Adenosine A(1) receptors (A(1)Rs) and adenosine A(2A) receptors (A(2A)Rs) are the major mediators of the neuromodulatory actions of adenosine in the brain. In the striatum A(1)Rs and A(2A)Rs are mainly co-localized in the GABAergic striatopallidal neurons. In this paper we show that agonist-induced stimulation of A(1)Rs and A(2A)Rs induces neurite outgrowth processes in the human neuroblastoma cell line SH-SY5Y and also in primary cultures of striatal neuronal precursor cells. The kinetics of adenosine-mediated neuritogenesis was faster than that triggered by retinoic acid.

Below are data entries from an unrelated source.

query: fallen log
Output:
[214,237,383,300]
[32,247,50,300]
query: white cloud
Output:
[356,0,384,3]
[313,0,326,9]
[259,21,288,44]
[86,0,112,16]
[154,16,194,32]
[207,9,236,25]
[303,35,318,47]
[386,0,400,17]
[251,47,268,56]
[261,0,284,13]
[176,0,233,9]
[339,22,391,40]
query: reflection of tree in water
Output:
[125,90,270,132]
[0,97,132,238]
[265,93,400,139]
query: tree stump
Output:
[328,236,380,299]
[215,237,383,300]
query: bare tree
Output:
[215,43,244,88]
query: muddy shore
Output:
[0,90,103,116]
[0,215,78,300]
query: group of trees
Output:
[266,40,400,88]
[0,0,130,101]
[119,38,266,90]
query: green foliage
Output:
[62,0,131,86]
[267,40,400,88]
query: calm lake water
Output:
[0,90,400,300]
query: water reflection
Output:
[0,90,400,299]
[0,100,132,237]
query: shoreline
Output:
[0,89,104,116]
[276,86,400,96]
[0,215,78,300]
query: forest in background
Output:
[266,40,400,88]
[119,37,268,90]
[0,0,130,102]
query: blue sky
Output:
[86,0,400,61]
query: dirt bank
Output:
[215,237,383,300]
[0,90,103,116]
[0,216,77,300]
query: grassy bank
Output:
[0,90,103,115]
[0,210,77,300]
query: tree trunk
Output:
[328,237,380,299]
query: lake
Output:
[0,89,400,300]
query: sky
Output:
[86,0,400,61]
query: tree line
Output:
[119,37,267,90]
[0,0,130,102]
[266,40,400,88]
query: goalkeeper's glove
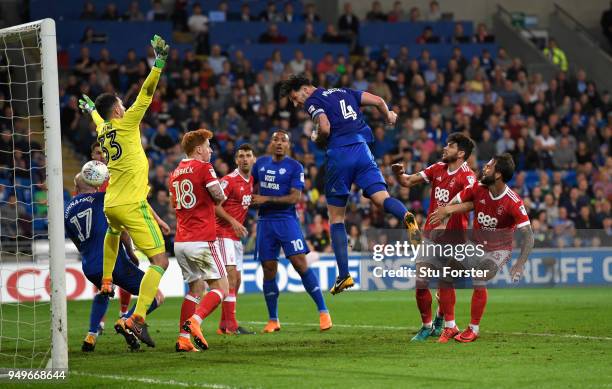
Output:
[79,95,96,115]
[151,35,170,69]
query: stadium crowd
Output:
[0,0,612,252]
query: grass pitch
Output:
[0,288,612,389]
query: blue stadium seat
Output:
[229,44,349,70]
[210,22,325,45]
[370,43,498,69]
[201,0,304,16]
[30,0,151,21]
[57,21,173,63]
[359,21,474,46]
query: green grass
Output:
[0,288,612,389]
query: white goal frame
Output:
[0,19,68,369]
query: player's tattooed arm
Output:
[251,188,302,206]
[361,92,397,125]
[391,163,425,188]
[510,224,534,282]
[429,196,474,225]
[310,113,331,149]
[121,231,140,265]
[206,181,227,205]
[215,204,249,238]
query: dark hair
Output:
[447,132,475,161]
[272,128,291,139]
[234,143,255,158]
[280,74,312,98]
[96,93,117,120]
[493,153,515,182]
[89,141,102,153]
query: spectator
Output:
[187,3,208,35]
[272,49,285,76]
[368,71,393,102]
[387,1,404,23]
[300,23,320,43]
[450,22,470,44]
[366,1,387,22]
[123,1,144,22]
[474,23,495,43]
[147,0,168,22]
[321,23,346,43]
[259,1,280,23]
[317,53,336,74]
[280,1,299,23]
[289,50,306,74]
[477,130,497,163]
[151,124,176,152]
[208,45,227,75]
[416,26,440,44]
[497,130,515,154]
[409,7,421,23]
[544,38,569,72]
[259,23,287,44]
[74,46,96,78]
[80,1,98,20]
[172,0,189,32]
[425,1,442,22]
[338,3,360,36]
[599,4,612,46]
[302,3,321,23]
[102,3,120,20]
[81,27,108,44]
[236,3,256,22]
[338,3,359,52]
[553,137,576,170]
[307,215,331,253]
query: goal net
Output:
[0,19,68,368]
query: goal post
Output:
[40,18,68,369]
[0,19,68,369]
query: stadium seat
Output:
[229,44,349,70]
[210,22,325,45]
[359,21,474,46]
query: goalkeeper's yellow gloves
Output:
[151,35,170,69]
[79,95,96,115]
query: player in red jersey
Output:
[168,129,229,352]
[215,143,255,335]
[431,153,533,343]
[392,132,476,343]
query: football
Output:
[81,160,108,187]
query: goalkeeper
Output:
[79,35,170,347]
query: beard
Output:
[442,155,458,163]
[480,175,495,185]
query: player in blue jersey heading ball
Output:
[281,75,421,294]
[251,130,332,333]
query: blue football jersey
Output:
[304,88,374,149]
[253,156,304,220]
[64,192,127,274]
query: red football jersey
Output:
[168,159,219,242]
[217,169,253,240]
[457,184,530,251]
[419,162,476,242]
[98,180,109,192]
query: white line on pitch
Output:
[142,321,612,341]
[70,371,233,389]
[245,321,612,340]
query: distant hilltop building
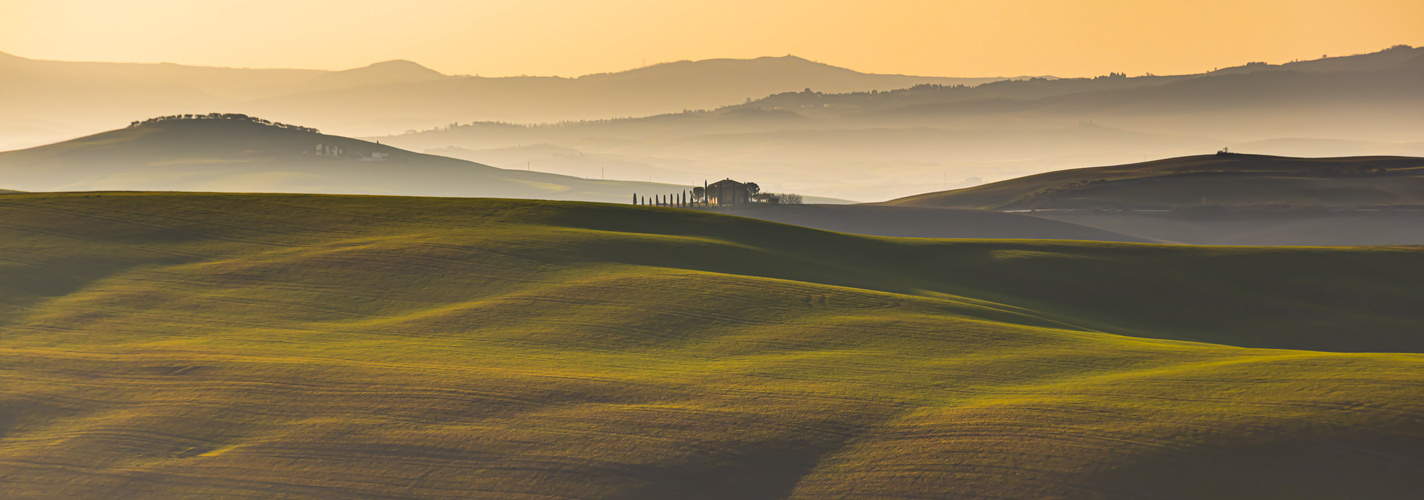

The triggering of the expression of TrkB neurotrophin receptor and the increase of cell number in the G(1) phase by the activation of adenosine receptors suggest that adenosine may participate in early steps of neuronal differentiation. Furthermore, protein kinase C (PKC) and extracellular regulated kinase-1/2 (ERK-1/2) are involved in the A(1)R- and A(2A)R-mediated effects. Inhibition of protein kinase A (PKA) activity results in a total inhibition of neurite outgrowth induced by A(2A)R agonists but not by A(1)R agonists. PKA activation is therefore necessary for A(2A)R-mediated neuritogenesis. Co-stimulation does not lead to synergistic effects thus indicating that the neuritogenic effects of adenosine are mediated by either A1 or A(2A) receptors depending upon the concentration of the nucleoside. These results are relevant to understand the mechanisms by which adenosine receptors modulate neuronal differentiation and open new perspectives for considering the use of adenosine agonists as therapeutic agents in diseases requiring neuronal repair.